Stars wheel overhead. He senses them without looking at them, knows where they are, what their position means chronologically.  New thoughts enter his head of their own accord, thoughts of painfully bright light bulbs, and infinitely brighter and infinitely more painful sunlight. There is plenty of time to deal with that at the pace he is going, but he decides to speed up anyway.  His legs begin to move even faster, until they are practically in a blur of motion. The bottoms of his feet begin to heat up, an initially pleasant, and then a not so pleasant feeling as the boot soles themselves begin to melt and come apart from the friction. Begrudgingly he slows down.  He will need tougher footwear, obviously.

Part 8


A creaking sound comes from one end of the darkened front porch, and with it the sound of glass crunching under boot heels.  It is the porch swing, swaying back and forth. 

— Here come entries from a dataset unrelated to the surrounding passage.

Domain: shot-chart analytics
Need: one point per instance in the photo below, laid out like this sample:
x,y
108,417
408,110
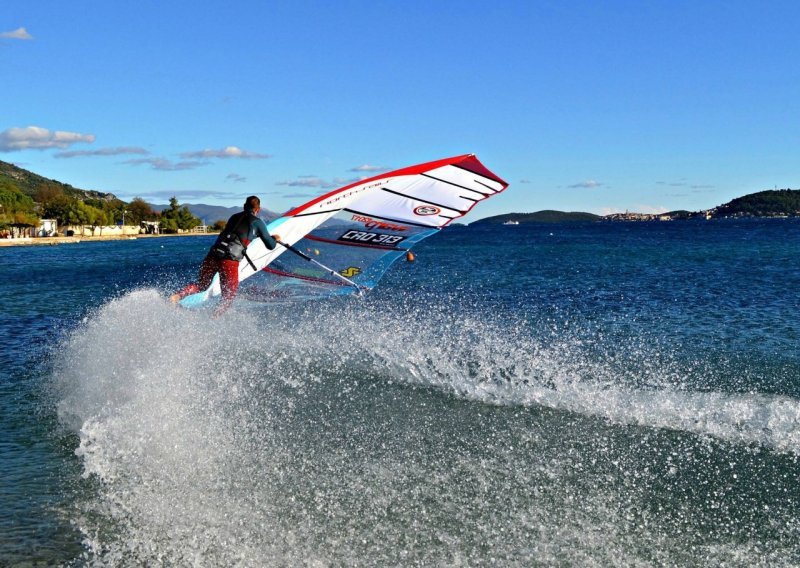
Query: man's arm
x,y
268,239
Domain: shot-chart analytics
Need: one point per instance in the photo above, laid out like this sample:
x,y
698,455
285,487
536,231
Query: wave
x,y
278,435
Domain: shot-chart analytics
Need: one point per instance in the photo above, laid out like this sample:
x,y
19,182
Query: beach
x,y
50,241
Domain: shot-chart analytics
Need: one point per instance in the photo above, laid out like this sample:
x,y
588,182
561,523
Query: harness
x,y
229,245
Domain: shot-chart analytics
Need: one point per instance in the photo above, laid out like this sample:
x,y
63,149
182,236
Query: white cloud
x,y
37,138
19,33
119,151
162,164
227,152
313,181
370,169
588,184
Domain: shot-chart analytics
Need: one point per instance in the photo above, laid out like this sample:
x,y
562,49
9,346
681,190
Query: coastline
x,y
52,241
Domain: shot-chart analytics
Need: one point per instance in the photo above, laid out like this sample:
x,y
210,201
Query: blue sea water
x,y
562,394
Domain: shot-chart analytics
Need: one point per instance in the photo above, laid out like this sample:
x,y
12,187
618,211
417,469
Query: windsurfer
x,y
227,251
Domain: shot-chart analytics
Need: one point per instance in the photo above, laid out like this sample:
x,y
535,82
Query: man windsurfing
x,y
226,253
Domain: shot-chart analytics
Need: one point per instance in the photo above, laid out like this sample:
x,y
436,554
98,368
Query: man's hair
x,y
252,203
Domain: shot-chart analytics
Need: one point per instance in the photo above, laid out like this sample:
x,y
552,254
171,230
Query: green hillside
x,y
770,203
30,184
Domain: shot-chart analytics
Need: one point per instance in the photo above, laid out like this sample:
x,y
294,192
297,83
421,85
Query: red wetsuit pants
x,y
228,279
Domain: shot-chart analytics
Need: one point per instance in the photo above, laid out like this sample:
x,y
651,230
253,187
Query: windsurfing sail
x,y
344,241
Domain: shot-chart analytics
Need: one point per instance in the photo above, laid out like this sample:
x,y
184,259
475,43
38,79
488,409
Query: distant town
x,y
33,206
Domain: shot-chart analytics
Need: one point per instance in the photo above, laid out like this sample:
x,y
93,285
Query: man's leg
x,y
229,281
207,270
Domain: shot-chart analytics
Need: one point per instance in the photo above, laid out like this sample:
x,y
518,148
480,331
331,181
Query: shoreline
x,y
52,241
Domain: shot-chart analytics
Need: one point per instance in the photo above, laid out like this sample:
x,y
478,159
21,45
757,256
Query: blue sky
x,y
580,106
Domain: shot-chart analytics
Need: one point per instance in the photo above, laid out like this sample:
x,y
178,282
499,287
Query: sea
x,y
587,394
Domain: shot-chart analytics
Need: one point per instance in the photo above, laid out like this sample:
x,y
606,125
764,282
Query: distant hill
x,y
770,203
546,216
212,213
30,183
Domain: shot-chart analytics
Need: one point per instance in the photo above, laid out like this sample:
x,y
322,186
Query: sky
x,y
581,106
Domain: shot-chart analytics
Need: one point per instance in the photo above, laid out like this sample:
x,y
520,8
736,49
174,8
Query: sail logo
x,y
366,237
425,210
350,272
371,223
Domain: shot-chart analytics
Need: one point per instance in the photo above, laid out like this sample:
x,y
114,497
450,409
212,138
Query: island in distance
x,y
778,203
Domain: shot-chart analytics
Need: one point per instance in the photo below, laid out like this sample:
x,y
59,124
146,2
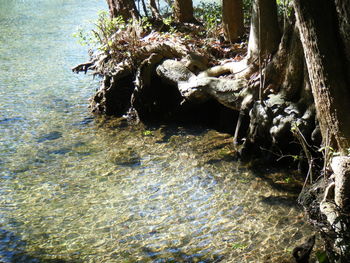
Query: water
x,y
77,189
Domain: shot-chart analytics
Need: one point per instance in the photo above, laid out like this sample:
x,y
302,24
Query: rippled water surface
x,y
76,189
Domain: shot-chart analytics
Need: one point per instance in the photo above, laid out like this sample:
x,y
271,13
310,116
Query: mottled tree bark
x,y
154,9
124,8
264,19
232,17
317,22
183,11
324,33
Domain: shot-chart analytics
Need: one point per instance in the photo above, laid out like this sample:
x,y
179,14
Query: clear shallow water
x,y
75,189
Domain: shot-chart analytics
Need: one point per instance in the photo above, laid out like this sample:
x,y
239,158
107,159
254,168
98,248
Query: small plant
x,y
210,14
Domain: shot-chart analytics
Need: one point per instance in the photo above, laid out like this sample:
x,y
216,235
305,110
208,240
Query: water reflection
x,y
78,189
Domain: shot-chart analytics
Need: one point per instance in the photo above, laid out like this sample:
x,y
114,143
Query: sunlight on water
x,y
77,189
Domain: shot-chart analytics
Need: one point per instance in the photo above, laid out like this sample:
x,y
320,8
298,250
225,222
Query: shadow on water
x,y
12,251
174,255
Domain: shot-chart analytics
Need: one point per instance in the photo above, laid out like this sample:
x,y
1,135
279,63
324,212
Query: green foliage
x,y
147,133
100,36
210,14
169,22
284,8
247,11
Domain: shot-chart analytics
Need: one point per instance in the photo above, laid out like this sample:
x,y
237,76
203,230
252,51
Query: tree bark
x,y
266,40
154,9
183,11
317,22
324,33
124,8
232,16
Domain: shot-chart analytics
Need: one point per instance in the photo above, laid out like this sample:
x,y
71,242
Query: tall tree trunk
x,y
317,22
232,17
183,11
124,8
264,18
324,32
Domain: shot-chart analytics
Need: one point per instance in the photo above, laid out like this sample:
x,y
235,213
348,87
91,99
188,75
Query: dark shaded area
x,y
12,250
302,253
49,136
279,201
10,120
174,255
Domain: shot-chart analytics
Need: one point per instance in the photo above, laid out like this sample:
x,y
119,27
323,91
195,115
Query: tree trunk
x,y
183,11
317,23
324,32
266,41
232,17
154,9
124,8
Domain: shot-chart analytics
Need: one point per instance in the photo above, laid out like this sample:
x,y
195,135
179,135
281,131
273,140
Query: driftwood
x,y
84,67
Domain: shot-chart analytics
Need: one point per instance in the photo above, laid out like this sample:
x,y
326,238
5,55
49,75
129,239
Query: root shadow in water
x,y
12,250
175,255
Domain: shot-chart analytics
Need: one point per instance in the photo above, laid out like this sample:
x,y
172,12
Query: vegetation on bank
x,y
280,84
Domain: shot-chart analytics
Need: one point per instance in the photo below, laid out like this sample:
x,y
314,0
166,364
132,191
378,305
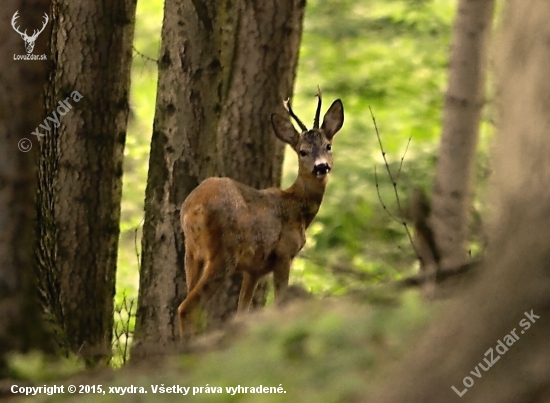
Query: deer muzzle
x,y
321,169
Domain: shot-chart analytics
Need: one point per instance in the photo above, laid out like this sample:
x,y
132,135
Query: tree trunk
x,y
224,69
452,191
515,279
80,170
21,87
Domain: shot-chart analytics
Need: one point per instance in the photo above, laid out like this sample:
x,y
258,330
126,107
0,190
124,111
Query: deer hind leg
x,y
193,269
248,287
281,273
210,281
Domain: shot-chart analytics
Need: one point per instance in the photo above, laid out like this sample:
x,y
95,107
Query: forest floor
x,y
328,350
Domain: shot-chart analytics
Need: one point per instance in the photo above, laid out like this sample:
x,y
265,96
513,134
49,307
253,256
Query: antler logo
x,y
29,40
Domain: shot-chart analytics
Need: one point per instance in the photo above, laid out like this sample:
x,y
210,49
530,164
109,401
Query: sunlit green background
x,y
390,55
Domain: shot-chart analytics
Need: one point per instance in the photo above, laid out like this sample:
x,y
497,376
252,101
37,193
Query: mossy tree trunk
x,y
21,88
453,184
80,170
512,294
224,68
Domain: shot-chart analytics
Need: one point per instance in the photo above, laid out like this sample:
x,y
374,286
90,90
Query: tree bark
x,y
224,68
21,87
452,191
515,277
80,170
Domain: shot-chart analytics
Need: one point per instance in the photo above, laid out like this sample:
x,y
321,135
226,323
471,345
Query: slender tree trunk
x,y
21,88
512,295
224,69
452,192
80,171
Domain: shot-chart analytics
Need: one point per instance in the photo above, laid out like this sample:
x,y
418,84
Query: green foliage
x,y
390,56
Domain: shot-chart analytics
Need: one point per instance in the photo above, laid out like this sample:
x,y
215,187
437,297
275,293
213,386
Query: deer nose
x,y
321,169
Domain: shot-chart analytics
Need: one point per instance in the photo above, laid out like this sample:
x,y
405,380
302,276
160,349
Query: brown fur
x,y
230,227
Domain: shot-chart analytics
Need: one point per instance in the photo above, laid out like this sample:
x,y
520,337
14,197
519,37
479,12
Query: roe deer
x,y
230,227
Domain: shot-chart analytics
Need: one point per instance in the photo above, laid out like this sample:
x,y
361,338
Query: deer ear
x,y
333,120
285,131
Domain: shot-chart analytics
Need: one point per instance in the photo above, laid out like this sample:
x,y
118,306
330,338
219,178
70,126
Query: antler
x,y
15,16
286,104
36,33
318,112
24,34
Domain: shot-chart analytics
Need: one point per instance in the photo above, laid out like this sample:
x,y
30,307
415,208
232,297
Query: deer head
x,y
29,40
314,147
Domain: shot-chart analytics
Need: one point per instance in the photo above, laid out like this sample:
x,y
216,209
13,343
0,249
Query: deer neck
x,y
306,195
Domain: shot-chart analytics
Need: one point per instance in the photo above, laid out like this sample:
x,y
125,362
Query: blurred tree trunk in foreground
x,y
224,68
515,277
80,170
452,190
21,87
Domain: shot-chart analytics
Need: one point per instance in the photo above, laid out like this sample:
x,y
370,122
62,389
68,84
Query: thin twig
x,y
393,216
144,56
403,157
394,183
135,243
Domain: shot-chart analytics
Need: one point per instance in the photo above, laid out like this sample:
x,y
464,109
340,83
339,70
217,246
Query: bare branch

He sits, digesting and thinking. The porch light had been uncomfortable, blinding.  The darkness suits him much better. Just before he had shattered the bulb, though, he thought to check his pockets.  In his back pocket, he found a wallet.  Inside was a folded paper driver’s license.  Apparently his name is Ricky Foster, and he lives in some place called Ponca City, Oklahoma.  He tries to recall being Ricky Foster, or living in Ponca City.  Nothing comes to him, not even a glimmer.  His very first memory is waking up under the chestnut tree.  He concentrates a long time, but can find absolutely no memories of anything before that moment. 

Yet he can read.  And a calendar he had noticed on the kitchen wall had showed that it was 1958.  Based on the 1941 birth date on his driver’s license, he is 17.  So he can do simple math, too. 

He even knows the term for what he is.  The only thing missing from his memory seems to be a knowledge of who he had been before tonight, the person that had called himself Ricky Foster.  And how he became this way.  But there is one thing he does know.  He lives at 237 Bradbury Street in Ponca City, and if he is only 17, there is a good chance he lives with parents.